The company I work for just bought 3 PowerEdge 2970 servers and they all have the same problem.
- Is this server worth buying or are the problems that come with it make it not worth it?
- Are there alot of issues with using an AMD processors (it's an Opteron)?
- Are you guys able to pin point the problem if I give details on which errors I get in the event logs?
Here is the problem:
1.Power on server. It boots up to the red hat splash screen.
2.In the middle of the boot up the server crashes with the following errors:
-CPU Machine Chk: processor sensor, transition to non-recoverable was asserted
-PCI Parity Err: critical event sensor, PCI PERR (BUS 0 DEVICE 1 FUNC 0)
Then I tried to update the bios and the BMC but the problem was still there. After that I tried to update the OS (it had red hat Enterprise 5.1) to red Hat 5.3 There was something odd there too.

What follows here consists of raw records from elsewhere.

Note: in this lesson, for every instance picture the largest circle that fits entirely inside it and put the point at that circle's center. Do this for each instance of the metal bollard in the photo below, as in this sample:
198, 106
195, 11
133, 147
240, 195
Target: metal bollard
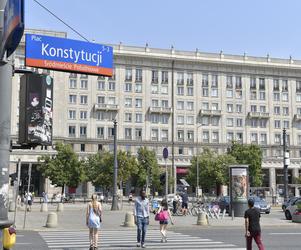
51, 220
129, 220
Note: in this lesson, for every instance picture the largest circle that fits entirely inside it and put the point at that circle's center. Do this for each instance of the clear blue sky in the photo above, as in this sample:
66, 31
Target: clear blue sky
257, 27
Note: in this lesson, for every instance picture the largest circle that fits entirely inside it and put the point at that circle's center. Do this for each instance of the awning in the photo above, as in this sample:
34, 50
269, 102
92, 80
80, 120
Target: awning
185, 183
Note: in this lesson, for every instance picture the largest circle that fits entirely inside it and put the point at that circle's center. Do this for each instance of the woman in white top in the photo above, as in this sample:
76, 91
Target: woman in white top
93, 219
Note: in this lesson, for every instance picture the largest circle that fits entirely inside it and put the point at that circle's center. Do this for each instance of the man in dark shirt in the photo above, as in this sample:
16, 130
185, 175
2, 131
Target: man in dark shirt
252, 217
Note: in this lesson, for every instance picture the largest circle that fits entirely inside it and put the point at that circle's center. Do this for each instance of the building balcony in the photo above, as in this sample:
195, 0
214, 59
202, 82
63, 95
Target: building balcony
106, 107
297, 117
265, 115
160, 110
210, 112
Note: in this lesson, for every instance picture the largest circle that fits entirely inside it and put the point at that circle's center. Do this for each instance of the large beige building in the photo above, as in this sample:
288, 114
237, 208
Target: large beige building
176, 99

I booted the server with the Build and update utility then selected install OS. I selected red hat enterprise 5.3 x86_64. It queried me for the x86_64 media so I put in the disc that said : supplementary disc 1 of 1 for 64-bit AMD64 and Intel 64. It said wrong disc. So then I used the disc that said: installation disc 1 of 1 for 64-bit Intel Itanium. My guess is thats the disc I needed to use all along.
After this the system was able to boot up to the command line login screen. I loggued in and typed : startx to get into the gui environment. At that point less than a page of text scrolled fast and the server crashed without showing anything gui related.
At that point I had at 2 different errors(notice the device is 4 now, gonna check which device it is):
-PCI Parity Err: critical event sensor, PCI PERR (BUS 0 DEVICE 4 FUNC 0)
-PCI Sytem Error:critical event sensor, PCI SERR(BUS 0 DEVICE 4 FUNC 0)
So today the tech guy came with a bunch of parts and basically rebuilt the server (PCI riser, mother board, DIMMs, a SAS card and something else I cant figure off the top of my head)on site but after that the problems were even worse. Some of these errors were(mind you at that point he was putting back some of the original parts so things got messy):
ECC uncorr Err: memory sensor, uncorrectable ECC (DIMM1 DIMM2) was asserted.
E1231 1.2V HT core power GD
E1911 <3 ERRORS check log
E1000 failsafe
Tomorrow he is coming back with a power supply...
UPDATE: Seems like I cant waste anymore time on this. We are calling the sales people and asking for new servers.